Stabilizing Chunk Hashes to Maximize Cache Hits

Three consecutive releases, zero dependency bumps, three different vendor chunk hashes:

release-212   vendor.a93f7c.js   398 KB
release-213   vendor.5e1d20.js   398 KB   ← same size, different hash
release-214   vendor.c40b88.js   398 KB   ← same size, different hash again

git diff release-212..release-214 -- package-lock.json returns nothing — dayjs, zod, and framer-motion are exactly the versions they were three releases ago. Yet every deploy forces 100% of returning visitors to re-download the full 398 KB vendor bundle, because its filename changes every time, and the CDN’s cache-hit dashboard for that asset path sits stuck under 20%.

The team’s first instinct is usually to suspect the CDN configuration or a misbehaving cache-control header, since that’s where the symptom is observed. Both check out fine: Cache-Control: public, max-age=31536000, immutable is present on every response, and the origin is serving the correct files. The problem isn’t that the cache is being bypassed — it’s that the bundler is legitimately emitting a different file every time, for a chunk whose actual dependency payload never moved.

Root cause: stable content, unstable IDs or boundaries

This is exactly the diagnostic gap described in deterministic chunk hashing for long-term caching: the vendor chunk’s dependency set hasn’t moved, but something feeding into how that chunk gets compiled has.
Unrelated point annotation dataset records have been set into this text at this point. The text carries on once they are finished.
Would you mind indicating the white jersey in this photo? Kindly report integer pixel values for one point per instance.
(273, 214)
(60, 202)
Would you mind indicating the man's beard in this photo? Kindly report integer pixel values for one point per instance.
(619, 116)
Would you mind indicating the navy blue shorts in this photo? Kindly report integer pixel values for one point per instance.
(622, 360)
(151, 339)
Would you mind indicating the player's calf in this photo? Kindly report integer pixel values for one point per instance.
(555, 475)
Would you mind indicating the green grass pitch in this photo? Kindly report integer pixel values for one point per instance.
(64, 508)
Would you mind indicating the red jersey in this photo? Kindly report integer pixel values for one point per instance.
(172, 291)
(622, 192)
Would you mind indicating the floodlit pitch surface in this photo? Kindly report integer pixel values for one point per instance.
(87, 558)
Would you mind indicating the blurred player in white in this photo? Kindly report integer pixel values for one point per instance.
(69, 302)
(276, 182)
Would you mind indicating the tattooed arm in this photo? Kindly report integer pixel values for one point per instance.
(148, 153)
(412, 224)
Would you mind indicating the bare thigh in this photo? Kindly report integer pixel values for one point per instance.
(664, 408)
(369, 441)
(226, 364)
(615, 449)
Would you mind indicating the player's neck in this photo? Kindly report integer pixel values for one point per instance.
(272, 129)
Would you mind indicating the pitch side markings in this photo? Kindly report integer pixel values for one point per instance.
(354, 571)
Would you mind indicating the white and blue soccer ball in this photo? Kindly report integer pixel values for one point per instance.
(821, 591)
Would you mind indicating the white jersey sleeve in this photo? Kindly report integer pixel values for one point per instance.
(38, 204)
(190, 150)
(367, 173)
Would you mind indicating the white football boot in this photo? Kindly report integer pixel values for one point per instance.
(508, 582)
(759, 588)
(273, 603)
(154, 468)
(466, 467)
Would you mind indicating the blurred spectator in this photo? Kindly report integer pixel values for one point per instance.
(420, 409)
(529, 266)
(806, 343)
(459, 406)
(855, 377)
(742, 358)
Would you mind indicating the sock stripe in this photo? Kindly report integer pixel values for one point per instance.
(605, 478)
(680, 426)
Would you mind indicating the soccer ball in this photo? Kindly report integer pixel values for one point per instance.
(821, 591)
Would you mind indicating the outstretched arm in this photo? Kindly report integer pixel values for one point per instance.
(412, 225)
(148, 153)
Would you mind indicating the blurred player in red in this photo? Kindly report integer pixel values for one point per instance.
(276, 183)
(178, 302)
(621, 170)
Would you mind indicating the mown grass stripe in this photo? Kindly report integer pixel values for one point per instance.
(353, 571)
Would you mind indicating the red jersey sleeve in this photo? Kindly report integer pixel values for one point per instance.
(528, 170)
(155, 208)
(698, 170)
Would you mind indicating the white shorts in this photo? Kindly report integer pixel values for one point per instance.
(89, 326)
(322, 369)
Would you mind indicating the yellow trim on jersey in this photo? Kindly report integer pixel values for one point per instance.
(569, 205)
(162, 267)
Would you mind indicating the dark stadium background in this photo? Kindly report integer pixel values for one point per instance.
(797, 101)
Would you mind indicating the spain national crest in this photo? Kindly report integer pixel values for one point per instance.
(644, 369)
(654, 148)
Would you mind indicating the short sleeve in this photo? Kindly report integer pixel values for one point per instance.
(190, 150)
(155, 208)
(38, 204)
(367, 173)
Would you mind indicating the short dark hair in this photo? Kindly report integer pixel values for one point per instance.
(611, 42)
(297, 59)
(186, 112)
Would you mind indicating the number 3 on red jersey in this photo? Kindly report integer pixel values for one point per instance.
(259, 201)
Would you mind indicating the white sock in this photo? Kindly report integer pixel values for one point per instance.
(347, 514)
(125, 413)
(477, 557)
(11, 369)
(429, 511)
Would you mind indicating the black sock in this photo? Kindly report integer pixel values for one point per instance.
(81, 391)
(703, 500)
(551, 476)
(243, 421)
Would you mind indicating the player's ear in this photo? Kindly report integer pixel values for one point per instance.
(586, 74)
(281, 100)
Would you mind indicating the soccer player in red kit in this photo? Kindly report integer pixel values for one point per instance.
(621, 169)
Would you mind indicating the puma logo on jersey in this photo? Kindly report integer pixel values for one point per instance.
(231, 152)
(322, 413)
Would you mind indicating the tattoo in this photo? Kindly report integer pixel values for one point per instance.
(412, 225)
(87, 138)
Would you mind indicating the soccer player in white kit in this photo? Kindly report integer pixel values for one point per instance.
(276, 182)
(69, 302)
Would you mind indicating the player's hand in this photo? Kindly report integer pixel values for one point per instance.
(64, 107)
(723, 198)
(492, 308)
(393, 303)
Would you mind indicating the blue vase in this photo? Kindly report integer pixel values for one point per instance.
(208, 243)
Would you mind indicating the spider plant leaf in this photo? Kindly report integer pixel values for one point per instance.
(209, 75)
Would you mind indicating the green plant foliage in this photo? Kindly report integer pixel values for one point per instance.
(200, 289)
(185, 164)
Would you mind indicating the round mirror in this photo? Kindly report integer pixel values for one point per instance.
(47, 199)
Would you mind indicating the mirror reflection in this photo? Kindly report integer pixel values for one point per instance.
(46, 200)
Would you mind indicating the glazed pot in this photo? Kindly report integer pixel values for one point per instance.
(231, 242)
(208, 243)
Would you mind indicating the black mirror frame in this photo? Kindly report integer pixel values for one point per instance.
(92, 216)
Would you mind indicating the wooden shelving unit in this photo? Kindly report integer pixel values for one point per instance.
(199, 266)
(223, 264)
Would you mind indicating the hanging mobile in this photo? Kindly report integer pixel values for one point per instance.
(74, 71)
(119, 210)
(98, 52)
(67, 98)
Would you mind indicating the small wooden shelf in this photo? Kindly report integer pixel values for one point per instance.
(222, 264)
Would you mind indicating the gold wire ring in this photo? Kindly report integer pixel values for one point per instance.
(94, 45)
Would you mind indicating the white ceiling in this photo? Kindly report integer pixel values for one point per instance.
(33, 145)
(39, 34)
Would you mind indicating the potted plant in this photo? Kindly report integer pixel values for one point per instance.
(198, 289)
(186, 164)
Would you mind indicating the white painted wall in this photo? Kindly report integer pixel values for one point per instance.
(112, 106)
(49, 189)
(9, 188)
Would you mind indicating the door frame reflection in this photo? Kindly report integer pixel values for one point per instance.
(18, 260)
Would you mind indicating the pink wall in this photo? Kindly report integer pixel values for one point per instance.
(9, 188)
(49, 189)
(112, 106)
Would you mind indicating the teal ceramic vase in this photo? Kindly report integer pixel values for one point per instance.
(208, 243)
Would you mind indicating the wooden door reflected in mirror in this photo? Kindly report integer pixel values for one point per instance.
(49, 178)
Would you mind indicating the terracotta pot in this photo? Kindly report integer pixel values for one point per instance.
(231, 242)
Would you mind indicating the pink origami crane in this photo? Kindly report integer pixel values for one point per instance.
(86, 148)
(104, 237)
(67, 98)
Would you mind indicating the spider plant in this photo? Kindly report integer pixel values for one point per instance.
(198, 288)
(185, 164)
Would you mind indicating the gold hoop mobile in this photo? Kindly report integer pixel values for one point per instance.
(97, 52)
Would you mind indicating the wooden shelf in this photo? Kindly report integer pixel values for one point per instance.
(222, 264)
There are two independent mechanisms that produce this exact symptom, and it’s worth ruling out both rather than guessing.

Module ID drift (Webpack). By default, Webpack assigns each module a numeric ID in the order it resolves the dependency graph. Add a new page component, remove an old one, or even reorder an import statement in an unrelated file, and every module resolved after that point can be renumbered. If any renumbered module lives inside the vendor cache group, the group’s compiled bytes — and therefore its content hash — change, even though the actual dayjs/zod/framer-motion source is untouched.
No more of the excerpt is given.